El Segundo, with 10.5 million square feet of commercial space, had the second-highest vacancy rate at 24.6 percent, a small improvement from the 25.8 percent in the third quarter, but still higher than 23.7 percent in the fourth quarter of 2002.

Overall, vacancies in the South Bay office market, which stretches from Los Angeles International Airport to downtown Long Beach, rose to 19.7 percent in the fourth quarter from 19.4 percent in the previous three months and 19 percent in the fourth quarter of 2002, according to Grubb & Ellis.

Chris Strickfaden, senior vice president at PM Realty Group, said the LAX and El Segundo office markets remain significantly weak because of overcapacity that allows tenants to drive a hard bargain for low rates.

Both markets have been soft since the Sept. 11, 2001 terrorist attacks devastated the travel industry and related air freight and ticketing companies in the area. Meanwhile, office brokers are still awaiting a much-anticipated rebound in the aerospace industry.

"The positive economic news has not yet impacted here and aerospace hasn't had the growth in employment that everyone had thought," Strickfaden said. "Until companies start hiring people in significant numbers and outgrow their space, the market will continue to lag."

An indication that the leasing market in the South Bay has worsened in the past year is the whopping 670,248 square feet of space that was put back on the market year-to-date. In the fourth quarter alone, this negative net absorption totaled 94,041. On the bright side, the rate of backsliding slowed from 252,858 square feet in the third quarter.

Downtown Long Beach and the suburban Long Beach market, which includes the Long Beach Airport, East Long Beach, Bixby Knolls and the 405/710 Freeway corridors, have seen an uptick in leasing activity, with vacancy rates of 15.8 percent and 10 percent, respectively, in the fourth quarter.

Greg Gill, senior managing director at Charles Dunn Co., said the fourth quarter brought solid leasings in suburban Long Beach and higher prices for small office buildings.

"Small entrepreneurs are out there buying office buildings in the 5,000- to 50,000-square-foot range and it's obviously driven by low interest rates," Gill said.

The biggest deal in the South Bay in the fourth quarter was G REIT Inc.'s purchase of One World Trade Center in downtown Long Beach for $113.6 million.

Meanwhile in Carson, the commercial vacancy rate dipped to just 6.7 percent in the fourth quarter from 8.5 percent in the third quarter and 14.7 percent in the year-ago period. Carson has just 1.2 million square feet of rentable office space, the smallest sub-market in the county.

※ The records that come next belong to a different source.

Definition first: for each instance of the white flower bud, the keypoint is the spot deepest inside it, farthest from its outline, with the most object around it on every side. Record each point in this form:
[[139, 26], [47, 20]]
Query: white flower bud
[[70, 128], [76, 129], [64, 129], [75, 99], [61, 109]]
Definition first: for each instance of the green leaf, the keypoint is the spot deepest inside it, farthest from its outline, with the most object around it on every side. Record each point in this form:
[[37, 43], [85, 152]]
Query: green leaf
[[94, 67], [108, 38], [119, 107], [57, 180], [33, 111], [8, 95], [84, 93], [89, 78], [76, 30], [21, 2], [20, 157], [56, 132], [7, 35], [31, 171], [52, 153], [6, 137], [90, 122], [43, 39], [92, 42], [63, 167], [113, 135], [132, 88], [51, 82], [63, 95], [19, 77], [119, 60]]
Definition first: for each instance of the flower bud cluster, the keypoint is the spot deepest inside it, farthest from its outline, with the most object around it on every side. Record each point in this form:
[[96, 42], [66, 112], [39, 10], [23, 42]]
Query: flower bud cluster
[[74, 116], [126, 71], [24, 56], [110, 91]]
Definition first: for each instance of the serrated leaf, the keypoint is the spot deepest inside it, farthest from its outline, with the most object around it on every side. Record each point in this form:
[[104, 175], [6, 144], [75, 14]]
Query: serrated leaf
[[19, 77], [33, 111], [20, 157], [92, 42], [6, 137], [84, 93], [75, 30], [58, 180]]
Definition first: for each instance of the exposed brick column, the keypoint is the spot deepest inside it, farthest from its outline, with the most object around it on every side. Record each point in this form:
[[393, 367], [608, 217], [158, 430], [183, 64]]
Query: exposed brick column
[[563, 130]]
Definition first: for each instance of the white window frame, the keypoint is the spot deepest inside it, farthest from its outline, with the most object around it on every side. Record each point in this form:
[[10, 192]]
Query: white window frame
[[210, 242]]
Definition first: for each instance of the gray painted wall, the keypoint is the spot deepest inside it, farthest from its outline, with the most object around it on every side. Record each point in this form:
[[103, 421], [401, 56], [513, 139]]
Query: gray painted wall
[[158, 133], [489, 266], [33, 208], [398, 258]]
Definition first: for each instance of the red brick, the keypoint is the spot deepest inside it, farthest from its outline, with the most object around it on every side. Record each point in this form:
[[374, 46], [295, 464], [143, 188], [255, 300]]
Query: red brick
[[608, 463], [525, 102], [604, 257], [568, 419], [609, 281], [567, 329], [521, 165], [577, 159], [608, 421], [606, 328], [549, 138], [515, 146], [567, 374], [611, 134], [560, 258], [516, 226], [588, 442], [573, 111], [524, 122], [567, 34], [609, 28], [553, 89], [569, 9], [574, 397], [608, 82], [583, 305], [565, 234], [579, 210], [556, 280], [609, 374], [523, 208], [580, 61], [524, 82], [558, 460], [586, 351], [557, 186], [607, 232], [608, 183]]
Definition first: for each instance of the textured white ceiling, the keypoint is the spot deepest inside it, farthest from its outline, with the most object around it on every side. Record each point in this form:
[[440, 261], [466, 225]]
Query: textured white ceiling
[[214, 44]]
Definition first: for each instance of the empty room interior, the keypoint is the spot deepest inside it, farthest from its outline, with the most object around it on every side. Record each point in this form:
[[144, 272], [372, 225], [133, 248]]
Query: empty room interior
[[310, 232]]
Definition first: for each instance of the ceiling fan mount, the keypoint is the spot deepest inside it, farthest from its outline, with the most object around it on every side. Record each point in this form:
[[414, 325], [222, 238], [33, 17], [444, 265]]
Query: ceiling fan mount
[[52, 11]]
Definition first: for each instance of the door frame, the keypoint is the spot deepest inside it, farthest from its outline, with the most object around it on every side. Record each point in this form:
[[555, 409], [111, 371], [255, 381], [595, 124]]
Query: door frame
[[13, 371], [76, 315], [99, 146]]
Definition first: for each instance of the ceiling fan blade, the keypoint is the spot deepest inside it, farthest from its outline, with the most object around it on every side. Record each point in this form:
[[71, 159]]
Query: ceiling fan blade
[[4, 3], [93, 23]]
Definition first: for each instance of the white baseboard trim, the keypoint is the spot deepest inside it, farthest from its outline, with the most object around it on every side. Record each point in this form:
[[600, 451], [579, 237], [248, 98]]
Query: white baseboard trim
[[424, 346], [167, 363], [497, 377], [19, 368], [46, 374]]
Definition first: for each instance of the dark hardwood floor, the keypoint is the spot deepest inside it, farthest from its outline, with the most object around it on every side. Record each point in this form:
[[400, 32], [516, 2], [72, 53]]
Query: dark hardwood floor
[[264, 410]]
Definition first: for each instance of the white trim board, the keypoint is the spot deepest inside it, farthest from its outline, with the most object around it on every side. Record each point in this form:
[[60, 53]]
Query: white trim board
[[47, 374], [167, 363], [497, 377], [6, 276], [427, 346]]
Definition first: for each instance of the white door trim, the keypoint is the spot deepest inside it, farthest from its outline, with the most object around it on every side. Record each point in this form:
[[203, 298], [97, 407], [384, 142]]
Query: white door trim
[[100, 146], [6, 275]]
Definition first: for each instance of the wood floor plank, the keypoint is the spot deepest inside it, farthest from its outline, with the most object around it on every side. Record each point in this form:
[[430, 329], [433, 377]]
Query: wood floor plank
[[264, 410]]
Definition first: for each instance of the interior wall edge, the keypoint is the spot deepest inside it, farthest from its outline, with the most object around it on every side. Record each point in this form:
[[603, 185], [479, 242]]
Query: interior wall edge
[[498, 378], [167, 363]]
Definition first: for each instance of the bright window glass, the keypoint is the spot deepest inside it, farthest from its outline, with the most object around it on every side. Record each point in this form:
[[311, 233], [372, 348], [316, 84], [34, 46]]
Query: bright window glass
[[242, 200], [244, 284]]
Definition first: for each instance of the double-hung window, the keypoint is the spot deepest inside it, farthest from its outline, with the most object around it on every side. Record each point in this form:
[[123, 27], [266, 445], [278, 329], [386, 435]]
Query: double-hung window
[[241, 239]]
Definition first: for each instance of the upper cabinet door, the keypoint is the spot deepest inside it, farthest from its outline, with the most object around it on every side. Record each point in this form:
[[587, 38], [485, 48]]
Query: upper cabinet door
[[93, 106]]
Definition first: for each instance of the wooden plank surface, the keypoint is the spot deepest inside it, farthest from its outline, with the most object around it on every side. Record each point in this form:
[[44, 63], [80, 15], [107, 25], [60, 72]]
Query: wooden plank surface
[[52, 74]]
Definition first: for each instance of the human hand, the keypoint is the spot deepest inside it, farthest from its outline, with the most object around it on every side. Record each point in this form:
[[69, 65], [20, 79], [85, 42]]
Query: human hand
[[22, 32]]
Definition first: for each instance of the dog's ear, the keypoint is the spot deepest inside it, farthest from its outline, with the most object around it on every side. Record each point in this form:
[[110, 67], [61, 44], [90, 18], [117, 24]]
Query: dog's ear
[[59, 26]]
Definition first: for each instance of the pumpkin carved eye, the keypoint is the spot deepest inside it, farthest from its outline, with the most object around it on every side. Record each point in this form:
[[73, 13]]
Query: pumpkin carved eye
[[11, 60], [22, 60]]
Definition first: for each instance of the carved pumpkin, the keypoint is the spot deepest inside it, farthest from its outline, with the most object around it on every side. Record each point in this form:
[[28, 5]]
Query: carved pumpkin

In the industrial market, the South Bay vacancy rate rose to 4 percent in the fourth quarter versus 3.4 percent in the third quarter and 2.7 percent in the fourth quarter of 2002.

Carson Town Center, the new state-of-the-art industrial park, leased or sold more than 440,000 square feet in the past four months and is now 85 percent leased with one building still not constructed, said Bret Quinlan, an industrial broker at Cushman & Wakefield's South Bay office. "There's strong demand for well-located quality product in the South Bay and that's driven by the location to the ports and LAX," Quinlan said.

Major Events:

- G REIT real estate investment trust bought the 27-story One World Trade Center for $113.6 million, or $199 per square foot. The property is 90 percent leased.

- Jamison Properties Inc. purchased the 350,000-square-foot Herbalife building at 9800 La Cienega Blvd. for $22.3 million, or $63 per square foot. The property is 45 percent vacant.

- McCarthy Cook & Co., the L.A.-based real estate firm, bought a 250,000-square-foot building near Torrance for $19 million.